The world’s second-largest telecom equipment maker also expects Middle East telecom operators to prioritise improving network efficiency, Shi Yaohong, president of Huawei Middle East, told Reuters in an email.

“Operators’ shift toward software-defined networks, IT outsourcing and adoption of 4G … are all going to play a key role in Huawei’s future business,” said Shi.

The disclosure of the Middle East revenue figures – Huawei declined to reveal its net profit or capital expenditure for the region – may be part of a broader effort to be more open, coming after the company’s Chief Financial Officer Cathy Meng hosted her first news conference earlier this year to announce the company’s 2012 results.

Many Middle East telecom firms, particularly in the wealthy Gulf, have unveiled 4G or long-term evolution (LTE) networks that potentially offer mobile internet speeds more than double that of 3G, but a shortage of devices has caused a slower-than-expected consumer take-up of this technology, said Shi.

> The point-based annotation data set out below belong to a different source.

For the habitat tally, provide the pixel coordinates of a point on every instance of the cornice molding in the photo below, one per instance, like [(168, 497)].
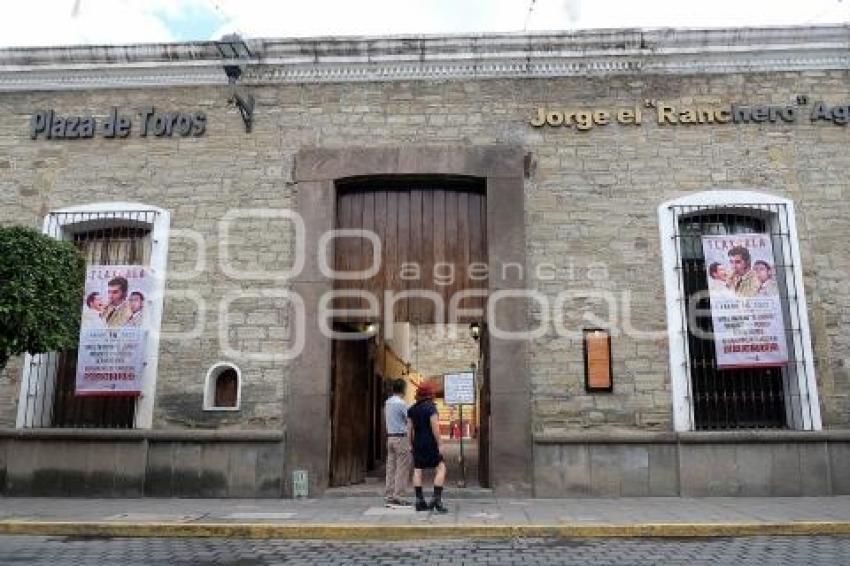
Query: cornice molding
[(534, 55)]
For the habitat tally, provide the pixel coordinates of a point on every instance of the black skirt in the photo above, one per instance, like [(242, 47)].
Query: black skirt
[(426, 456)]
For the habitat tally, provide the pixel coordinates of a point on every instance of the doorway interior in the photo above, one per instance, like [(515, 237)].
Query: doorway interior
[(367, 359)]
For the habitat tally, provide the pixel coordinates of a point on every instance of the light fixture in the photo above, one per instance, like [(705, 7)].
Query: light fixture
[(236, 54), (475, 331)]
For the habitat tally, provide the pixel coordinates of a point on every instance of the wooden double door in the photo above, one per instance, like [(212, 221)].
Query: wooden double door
[(432, 233)]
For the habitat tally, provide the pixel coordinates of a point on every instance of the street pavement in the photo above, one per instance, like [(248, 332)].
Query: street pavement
[(360, 530), (369, 510), (756, 551)]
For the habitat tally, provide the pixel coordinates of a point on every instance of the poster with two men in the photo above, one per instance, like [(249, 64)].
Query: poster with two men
[(111, 356), (746, 307)]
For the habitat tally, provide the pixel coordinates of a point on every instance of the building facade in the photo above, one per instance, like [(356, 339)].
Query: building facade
[(568, 183)]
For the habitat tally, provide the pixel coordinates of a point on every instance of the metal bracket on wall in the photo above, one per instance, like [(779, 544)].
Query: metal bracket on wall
[(245, 104), (233, 49)]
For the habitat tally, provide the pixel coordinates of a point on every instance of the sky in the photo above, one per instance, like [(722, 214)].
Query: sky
[(72, 22)]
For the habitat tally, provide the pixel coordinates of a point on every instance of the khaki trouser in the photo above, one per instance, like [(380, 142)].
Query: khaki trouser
[(398, 466)]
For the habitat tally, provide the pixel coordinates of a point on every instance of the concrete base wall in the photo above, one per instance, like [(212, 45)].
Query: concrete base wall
[(140, 463), (692, 464)]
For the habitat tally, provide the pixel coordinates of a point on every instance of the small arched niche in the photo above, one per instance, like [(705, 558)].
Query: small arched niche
[(223, 388)]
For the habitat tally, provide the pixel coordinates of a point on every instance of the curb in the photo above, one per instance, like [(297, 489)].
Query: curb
[(410, 532)]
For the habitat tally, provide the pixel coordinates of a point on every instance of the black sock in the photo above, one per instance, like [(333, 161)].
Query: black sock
[(438, 493)]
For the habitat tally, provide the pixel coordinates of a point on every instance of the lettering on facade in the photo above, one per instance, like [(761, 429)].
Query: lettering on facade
[(668, 114), (47, 124)]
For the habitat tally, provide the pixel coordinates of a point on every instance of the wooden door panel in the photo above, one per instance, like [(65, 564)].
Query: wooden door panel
[(437, 227)]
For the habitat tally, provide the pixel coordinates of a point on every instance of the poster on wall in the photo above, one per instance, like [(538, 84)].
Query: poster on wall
[(113, 329), (746, 309), (459, 388)]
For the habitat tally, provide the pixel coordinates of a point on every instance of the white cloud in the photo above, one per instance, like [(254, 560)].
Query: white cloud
[(50, 22)]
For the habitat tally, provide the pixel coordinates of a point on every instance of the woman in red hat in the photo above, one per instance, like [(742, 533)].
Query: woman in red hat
[(423, 426)]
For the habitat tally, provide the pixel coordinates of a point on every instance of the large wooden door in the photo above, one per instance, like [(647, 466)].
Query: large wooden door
[(433, 239), (350, 412)]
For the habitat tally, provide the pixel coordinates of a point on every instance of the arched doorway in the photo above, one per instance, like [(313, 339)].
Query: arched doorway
[(432, 235)]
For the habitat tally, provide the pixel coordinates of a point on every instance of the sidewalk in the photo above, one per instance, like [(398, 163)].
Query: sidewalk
[(367, 518)]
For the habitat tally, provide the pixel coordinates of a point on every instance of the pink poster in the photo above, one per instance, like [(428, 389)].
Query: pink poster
[(746, 308), (112, 334)]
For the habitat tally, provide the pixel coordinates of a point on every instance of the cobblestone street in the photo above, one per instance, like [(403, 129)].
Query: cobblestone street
[(761, 551)]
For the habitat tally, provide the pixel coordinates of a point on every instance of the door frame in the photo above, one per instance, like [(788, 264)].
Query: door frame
[(307, 411)]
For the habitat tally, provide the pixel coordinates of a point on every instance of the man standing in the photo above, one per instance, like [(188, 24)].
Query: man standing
[(118, 311), (743, 280), (718, 281), (764, 274), (137, 304), (398, 447)]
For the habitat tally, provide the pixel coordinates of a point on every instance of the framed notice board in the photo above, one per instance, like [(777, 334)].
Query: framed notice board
[(598, 374)]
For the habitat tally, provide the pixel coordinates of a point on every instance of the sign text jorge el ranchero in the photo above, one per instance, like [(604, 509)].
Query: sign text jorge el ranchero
[(48, 125), (670, 114)]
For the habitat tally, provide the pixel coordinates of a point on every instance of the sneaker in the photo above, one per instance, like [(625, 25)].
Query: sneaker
[(438, 507)]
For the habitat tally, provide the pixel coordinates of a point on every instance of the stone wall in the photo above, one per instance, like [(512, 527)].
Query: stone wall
[(591, 200), (436, 349)]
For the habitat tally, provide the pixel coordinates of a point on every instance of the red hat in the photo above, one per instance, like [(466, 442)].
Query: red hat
[(425, 390)]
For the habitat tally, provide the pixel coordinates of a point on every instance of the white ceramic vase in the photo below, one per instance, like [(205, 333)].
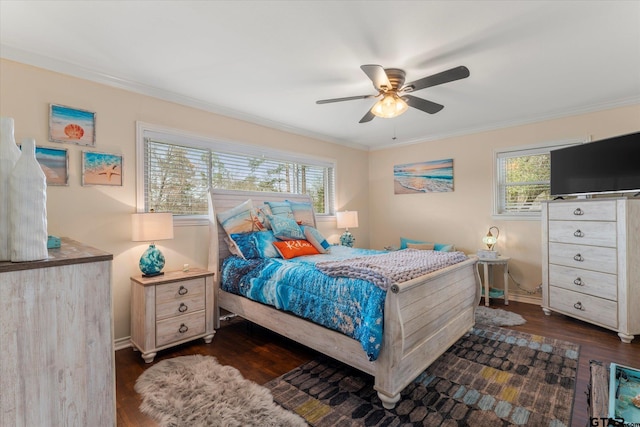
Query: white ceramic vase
[(9, 154), (28, 207)]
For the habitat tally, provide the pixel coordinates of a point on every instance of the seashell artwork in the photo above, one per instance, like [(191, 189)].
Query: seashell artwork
[(68, 124), (73, 131)]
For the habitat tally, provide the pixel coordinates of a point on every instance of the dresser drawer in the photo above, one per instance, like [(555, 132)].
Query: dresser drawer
[(180, 328), (594, 233), (589, 282), (583, 211), (177, 298), (584, 257), (586, 307)]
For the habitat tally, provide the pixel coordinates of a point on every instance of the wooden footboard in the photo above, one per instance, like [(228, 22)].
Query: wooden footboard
[(423, 317)]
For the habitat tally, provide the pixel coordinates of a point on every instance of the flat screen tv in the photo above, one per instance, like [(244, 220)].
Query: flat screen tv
[(610, 165)]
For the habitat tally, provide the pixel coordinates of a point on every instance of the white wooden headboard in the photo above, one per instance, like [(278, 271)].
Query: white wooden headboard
[(222, 200)]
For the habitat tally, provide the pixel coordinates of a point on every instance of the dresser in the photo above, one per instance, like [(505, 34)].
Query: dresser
[(57, 364), (591, 262), (171, 309)]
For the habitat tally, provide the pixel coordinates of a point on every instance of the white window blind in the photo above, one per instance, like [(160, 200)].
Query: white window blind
[(522, 179), (179, 170)]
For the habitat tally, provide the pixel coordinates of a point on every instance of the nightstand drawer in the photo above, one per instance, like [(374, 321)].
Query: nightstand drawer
[(584, 257), (180, 328), (583, 211), (177, 298), (594, 233), (594, 283), (587, 307)]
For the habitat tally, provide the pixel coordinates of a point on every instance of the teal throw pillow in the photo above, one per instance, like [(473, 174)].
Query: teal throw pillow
[(285, 228), (316, 239)]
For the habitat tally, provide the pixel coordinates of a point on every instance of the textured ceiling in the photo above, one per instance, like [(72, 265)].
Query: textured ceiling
[(267, 62)]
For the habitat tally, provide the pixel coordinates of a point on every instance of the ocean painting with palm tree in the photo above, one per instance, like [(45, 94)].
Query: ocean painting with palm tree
[(424, 177)]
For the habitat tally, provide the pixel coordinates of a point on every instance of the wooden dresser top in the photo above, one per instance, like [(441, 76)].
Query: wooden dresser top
[(69, 252)]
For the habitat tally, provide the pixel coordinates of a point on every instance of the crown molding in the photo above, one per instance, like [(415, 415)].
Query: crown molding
[(82, 72)]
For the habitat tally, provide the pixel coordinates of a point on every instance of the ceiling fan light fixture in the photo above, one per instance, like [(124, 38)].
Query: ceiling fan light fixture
[(391, 105)]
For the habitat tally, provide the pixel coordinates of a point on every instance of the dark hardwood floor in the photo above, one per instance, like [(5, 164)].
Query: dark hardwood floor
[(262, 355)]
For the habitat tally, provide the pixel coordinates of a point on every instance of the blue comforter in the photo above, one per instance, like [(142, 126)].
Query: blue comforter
[(354, 307)]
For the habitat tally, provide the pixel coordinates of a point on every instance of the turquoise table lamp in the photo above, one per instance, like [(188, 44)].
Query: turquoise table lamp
[(150, 227), (347, 220)]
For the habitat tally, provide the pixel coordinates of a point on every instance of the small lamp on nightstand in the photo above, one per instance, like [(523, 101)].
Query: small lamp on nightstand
[(490, 240), (347, 219), (150, 227)]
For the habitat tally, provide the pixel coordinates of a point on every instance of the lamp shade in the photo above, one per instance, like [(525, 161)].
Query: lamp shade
[(149, 227), (490, 240), (347, 219)]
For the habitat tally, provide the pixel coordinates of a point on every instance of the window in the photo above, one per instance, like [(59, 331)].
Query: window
[(522, 177), (176, 170)]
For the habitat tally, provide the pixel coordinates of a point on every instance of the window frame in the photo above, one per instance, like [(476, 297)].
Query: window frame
[(522, 151), (185, 138)]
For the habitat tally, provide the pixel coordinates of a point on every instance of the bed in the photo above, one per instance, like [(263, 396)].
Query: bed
[(423, 316)]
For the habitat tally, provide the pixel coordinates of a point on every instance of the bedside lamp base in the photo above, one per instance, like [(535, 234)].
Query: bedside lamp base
[(152, 262)]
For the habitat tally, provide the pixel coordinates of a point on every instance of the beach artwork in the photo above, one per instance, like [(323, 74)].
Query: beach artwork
[(425, 177), (72, 125), (101, 169), (55, 165)]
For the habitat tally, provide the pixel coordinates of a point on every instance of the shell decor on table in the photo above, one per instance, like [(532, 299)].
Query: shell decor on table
[(28, 207), (9, 154)]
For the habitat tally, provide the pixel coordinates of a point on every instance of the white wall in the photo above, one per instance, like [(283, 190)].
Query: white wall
[(99, 215), (463, 216)]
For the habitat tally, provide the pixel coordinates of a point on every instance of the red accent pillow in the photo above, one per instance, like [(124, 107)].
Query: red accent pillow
[(293, 248)]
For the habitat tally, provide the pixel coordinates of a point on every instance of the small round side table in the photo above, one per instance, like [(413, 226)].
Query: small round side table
[(486, 262)]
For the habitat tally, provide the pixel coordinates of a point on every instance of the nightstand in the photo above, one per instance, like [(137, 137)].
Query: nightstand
[(490, 262), (171, 309)]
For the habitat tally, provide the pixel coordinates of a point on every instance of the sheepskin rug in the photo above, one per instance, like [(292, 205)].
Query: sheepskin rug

Shenzhen-based Huawei is also the world’s No.5 smartphone maker, competing with the likes of Apple Inc and Samsung Electronics Co Ltd.

“By expanding our local portfolio to include more smartphones, tablets and wifi routers that are compatible with technologies like 4G LTE, we hope to open up the market significantly over the next 12 months,” said Shi.

“In the device realm, we recognise Huawei was hardly known to most local consumers just two years ago. Building our consumer brand will still take time.”

The Middle East accounted for 5.9 per cent of Huawei’s $35.35 billion global revenue last year, up from 5.5 per cent in 2011, according to Reuters calculations.

Huawei defines the Middle East as incorporating the six Gulf Co-operation Council (GCC) countries – Saudi Arabia, Kuwait, Qatar, Bahrain, Oman and the United Arab Emirates – plus Iraq, Pakistan, Afghanistan and Iran.

Huawei declined to provide a segmental revenue breakdown for the Middle East, but globally its carrier business accounted for 73 percent of revenue last year, while its enterprise and consumer units contributed 5.2 and 21.8 per cent respectively, according to Reuters calculations.

“Our enterprise and consumer offerings are still relatively new in this region,” added Shi.